Research using Go binaries
There's a lot of potential for using Rust to scale compute-heavy work in Joystick. What I'd like to figure out is if we can wire up a simple abstraction for writing Rust code inside of a Joystick app and have it properly compile for target OS's (e.g., in your settings.
import { rust } from '@joystick.js/node';
const calculate_revenue = rust.load('<name of binary>');
const revenue_data = await process.databases.mongodb.collection('revenue').find().toArray();
calculate_revenue(revenue_data);
Early experiments make me think this isn't just possible but relatively easy once you get past the build gotchas (I ran into issues with building Rust for Apple Silicon which were just a matter of ensuring the correct flags were passed at build time).
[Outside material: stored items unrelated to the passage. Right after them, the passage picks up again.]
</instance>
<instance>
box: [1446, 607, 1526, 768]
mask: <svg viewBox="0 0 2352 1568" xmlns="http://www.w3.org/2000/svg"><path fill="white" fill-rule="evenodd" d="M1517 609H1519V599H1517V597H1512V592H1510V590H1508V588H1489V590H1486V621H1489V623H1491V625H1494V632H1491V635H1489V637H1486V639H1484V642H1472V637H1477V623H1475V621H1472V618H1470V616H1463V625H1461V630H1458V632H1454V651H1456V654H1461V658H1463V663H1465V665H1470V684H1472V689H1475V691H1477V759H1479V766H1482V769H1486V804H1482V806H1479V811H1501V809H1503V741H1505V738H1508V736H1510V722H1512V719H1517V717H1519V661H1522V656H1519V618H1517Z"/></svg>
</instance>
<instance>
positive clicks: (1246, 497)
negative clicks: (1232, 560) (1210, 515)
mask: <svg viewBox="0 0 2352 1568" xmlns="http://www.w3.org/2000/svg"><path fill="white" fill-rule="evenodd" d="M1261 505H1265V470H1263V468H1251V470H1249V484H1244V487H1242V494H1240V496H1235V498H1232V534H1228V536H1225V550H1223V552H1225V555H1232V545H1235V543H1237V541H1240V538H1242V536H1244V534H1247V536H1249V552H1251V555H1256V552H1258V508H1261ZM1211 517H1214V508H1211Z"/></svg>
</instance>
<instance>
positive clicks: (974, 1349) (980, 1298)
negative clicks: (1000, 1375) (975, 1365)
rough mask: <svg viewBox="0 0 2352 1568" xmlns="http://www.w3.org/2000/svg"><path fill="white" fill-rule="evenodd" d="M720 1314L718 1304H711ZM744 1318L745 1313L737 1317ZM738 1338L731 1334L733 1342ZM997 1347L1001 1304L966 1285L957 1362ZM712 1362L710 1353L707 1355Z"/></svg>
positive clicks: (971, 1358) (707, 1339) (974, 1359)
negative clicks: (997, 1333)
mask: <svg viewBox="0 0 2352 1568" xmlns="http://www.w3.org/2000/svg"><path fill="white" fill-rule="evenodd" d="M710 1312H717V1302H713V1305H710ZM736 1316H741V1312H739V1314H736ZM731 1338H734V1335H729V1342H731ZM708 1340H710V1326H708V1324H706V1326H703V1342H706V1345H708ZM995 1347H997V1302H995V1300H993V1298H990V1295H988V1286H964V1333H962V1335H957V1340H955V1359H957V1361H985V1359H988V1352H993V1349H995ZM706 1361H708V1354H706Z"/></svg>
The advantage here is making Joystick scalable beyond the current limits of Node.js.
The more I dig into this, the more I think Go will be the better initial choice (easier syntax to pick up for JS devs, comparable performance, easy compilation to different platform targets).
Just speculation for now but initial read on it makes me think it'd be better to start with that and then add Rust and others laters as neccessary.
Backpeddling on this. After a bit more research, Rust is preferred for what I'm after (a way to offload heavy work from JS). It's a bit more flexible in terms of what you can build which is best for this sort of feature.
API wise I'm spitballing:
const result = ffi.rust('binary_name', {
input: { ... },
events: { on_success, on_error, on_warning }
});
To the on_error callback, we pass the error and the ffi invocation/instance. On that instance, we can do something like ffi.retry() so that way a process doesn't die and hang.
Alternatively, we can do something similar to BEAM where we create a "supervisor" layer that lets you run Rust code in the background at startup time:
const app = joystick.app({
ffi: {
background: [{ binary: 'binary_name', input: {}, events: {...} }],
},
});
The idea being that Joystick will sidecar anything in the background array and make it accessible globally in the app via process.ffi.<language>.<binary_name>. The point being that once loaded/running, assuming it's a long-running process internally I can use that pointer to interact with/send messages between your Rust module.
A LOT of details to work out on this but the idea is making sense and taking shape. Best part is once this works: hot damn will Joystick rip through requests.